Fisher Island Incorporation Bid Revived After Countys Change Of Heart
By Suzy Valentine
Fisher Island incorporation efforts resume this month after Miami-Dade County commissioners voted to reconsider authorizing a study of municipal status.
On Sept. 8, the commission vetoed an investigation into increased self-governance for the unincorporated community. Two weeks later, they voted to revisit the idea and are to rehear the item Oct. 18.
Civic leaders voiced concern last month that Fisher Island – which has 467 residents, 293 of whom are registered voters – would form too small a municipality. According to the 2000 census, however, the county includes communities such as the village of Indian Creek with 41 residents and the city of Islandia with a population of 6.
A Fisher Island resident welcomed the commission’s U-turn.
"We’re not asking for anything special," said Irwin Potash, a doctor at the Port of Miami. "The island should be treated just the same as any other principality."
"Every jurisdiction is entitled to be treated equally," said Commissioner Bruno Barreiro, whose district includes the 216-acre island.
The island’s reputation as the richest community in the nation – per capita incomes averaged $236,238 five years ago – had resulted in an injustice, Dr. Potash said.
"There is some prejudice," he said. "People think we’re just a bunch of rich folks. Residents are well-off, but some don’t join the club because they can’t afford to."
It costs $175,000 for an equity share in the Fisher Island Club – a figure that’s to rise to $185,000 on Oct. 15. Annual dues for use of facilities, excluding the golf course, are $5,558 plus tax. Fairway fees are an additional $3,350 plus tax per year.
Mr. Barreiro said he didn’t believe that the wherewithal of residents had influenced the initial decision by his colleagues to veto a feasibility study.
"I hope that wasn’t the case."
Meanwhile, Dr. Potash said that it had been disingenuous for Commissioner Katy Sorenson to suggest that a homeowners’ association would be more democratic for a community the size of Fisher Island.
"To leave it up to a management company, is absurd," he said. "That organization is run by the developer."
Though he has no leanings on the incorporation issue, Dr. Potash said he thought it would win support.
"I’m in a neutral position," he said. "There are going to be a lot more people at this hearing. I think it will get the votes."
Commissioners last month voted 6-3 against creating a municipal advisory committee for the island. They are to repeat the second reading process for the ordinance in less than two weeks.
If commissioners approve the feasibility study, it should be less than a year before the question of municipal status returns to the county.

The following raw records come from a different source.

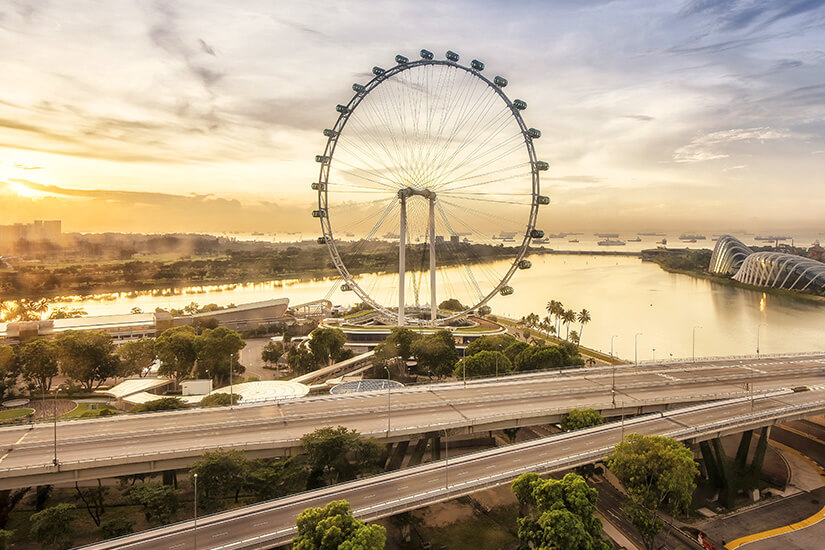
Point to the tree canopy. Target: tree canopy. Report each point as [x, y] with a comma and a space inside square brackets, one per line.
[436, 352]
[483, 363]
[659, 474]
[333, 527]
[561, 514]
[87, 357]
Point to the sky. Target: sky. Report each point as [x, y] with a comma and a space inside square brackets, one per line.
[206, 116]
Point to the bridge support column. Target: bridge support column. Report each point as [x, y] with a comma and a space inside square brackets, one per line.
[742, 452]
[727, 489]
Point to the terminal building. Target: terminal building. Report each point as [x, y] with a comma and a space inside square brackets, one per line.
[133, 326]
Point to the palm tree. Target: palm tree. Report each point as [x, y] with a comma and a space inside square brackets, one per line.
[584, 318]
[568, 316]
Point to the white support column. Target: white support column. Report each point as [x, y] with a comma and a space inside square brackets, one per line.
[433, 304]
[402, 260]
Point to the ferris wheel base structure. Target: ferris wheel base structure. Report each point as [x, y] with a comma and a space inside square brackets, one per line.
[419, 132]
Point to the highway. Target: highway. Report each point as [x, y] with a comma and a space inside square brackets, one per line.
[272, 523]
[88, 449]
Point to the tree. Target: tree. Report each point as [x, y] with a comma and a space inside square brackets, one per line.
[8, 369]
[162, 404]
[87, 357]
[160, 502]
[578, 419]
[659, 474]
[272, 352]
[327, 344]
[221, 474]
[558, 513]
[399, 343]
[334, 527]
[269, 479]
[483, 363]
[94, 498]
[38, 362]
[220, 399]
[436, 352]
[217, 353]
[583, 318]
[494, 342]
[136, 356]
[452, 305]
[338, 454]
[52, 527]
[177, 352]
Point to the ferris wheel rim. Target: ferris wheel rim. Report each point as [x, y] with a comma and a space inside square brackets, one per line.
[328, 156]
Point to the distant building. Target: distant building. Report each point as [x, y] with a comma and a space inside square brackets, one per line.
[132, 326]
[39, 231]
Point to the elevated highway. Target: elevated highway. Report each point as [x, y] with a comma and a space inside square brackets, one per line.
[90, 449]
[270, 524]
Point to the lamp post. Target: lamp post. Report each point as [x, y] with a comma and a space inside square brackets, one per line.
[54, 410]
[388, 399]
[195, 530]
[613, 367]
[693, 347]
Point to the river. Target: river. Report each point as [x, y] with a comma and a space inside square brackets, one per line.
[624, 295]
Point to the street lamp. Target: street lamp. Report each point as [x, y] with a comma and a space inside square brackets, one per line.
[693, 348]
[195, 530]
[613, 366]
[388, 399]
[55, 424]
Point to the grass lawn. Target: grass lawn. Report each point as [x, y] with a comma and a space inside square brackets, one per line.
[15, 413]
[83, 411]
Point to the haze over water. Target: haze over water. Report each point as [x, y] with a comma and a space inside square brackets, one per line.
[623, 295]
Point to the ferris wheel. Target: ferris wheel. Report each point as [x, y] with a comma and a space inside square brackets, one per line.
[430, 157]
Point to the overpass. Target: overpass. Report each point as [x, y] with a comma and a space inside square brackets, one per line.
[131, 444]
[272, 523]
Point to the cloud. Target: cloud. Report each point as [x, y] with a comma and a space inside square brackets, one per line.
[711, 146]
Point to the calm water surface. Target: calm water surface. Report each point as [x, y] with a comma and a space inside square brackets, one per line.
[624, 296]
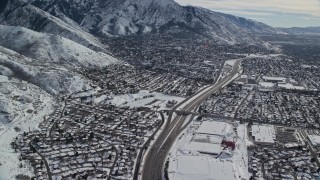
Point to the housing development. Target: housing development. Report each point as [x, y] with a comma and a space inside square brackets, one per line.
[152, 90]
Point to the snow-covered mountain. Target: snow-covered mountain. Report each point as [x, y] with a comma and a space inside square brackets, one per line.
[22, 13]
[47, 49]
[125, 17]
[302, 31]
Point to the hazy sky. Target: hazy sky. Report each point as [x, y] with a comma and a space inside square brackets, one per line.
[278, 13]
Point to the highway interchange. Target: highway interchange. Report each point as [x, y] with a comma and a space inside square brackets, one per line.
[153, 166]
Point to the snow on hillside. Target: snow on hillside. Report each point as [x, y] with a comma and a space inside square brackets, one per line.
[17, 13]
[53, 78]
[22, 107]
[51, 48]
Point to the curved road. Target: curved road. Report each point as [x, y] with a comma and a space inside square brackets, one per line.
[153, 167]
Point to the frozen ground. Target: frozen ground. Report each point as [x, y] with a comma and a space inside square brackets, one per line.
[201, 156]
[145, 98]
[22, 107]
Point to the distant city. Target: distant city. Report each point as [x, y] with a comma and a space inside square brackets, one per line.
[149, 90]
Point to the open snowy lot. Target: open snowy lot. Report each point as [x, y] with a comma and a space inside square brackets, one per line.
[145, 99]
[199, 152]
[263, 133]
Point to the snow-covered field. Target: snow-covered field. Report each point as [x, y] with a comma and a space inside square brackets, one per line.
[145, 99]
[200, 155]
[22, 106]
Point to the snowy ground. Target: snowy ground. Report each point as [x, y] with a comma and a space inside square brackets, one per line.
[144, 98]
[201, 156]
[22, 106]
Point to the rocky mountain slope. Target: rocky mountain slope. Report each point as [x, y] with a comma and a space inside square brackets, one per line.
[48, 49]
[302, 31]
[125, 17]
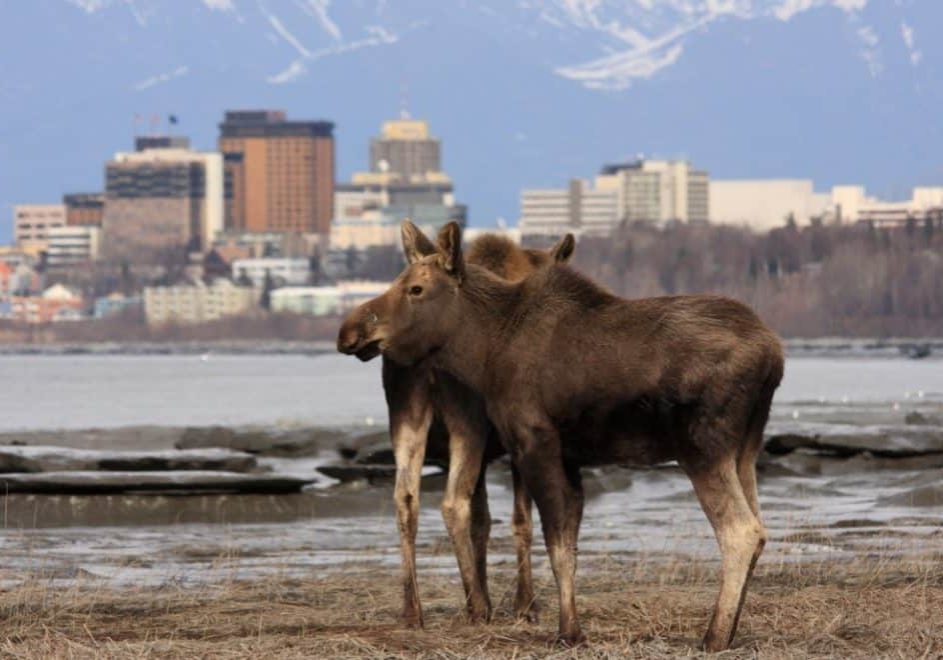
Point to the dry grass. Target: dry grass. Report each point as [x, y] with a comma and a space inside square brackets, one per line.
[868, 608]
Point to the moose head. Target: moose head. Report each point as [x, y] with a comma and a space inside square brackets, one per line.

If there were to be a vote on incorporation, 25% of registered voters – in this case 74 people – would be the minimum majority at the polls required in order to approve it.
"It’s not a small community," Mr. Barreiro said. "There are 20 condominium associations, a marina, restaurants and commercial entities. It’s a mixed-use island with its own character. It’s not at the stage of adopting a charter. I think other commissioners decided that they could look at the information before making a decision and weigh the pros and cons."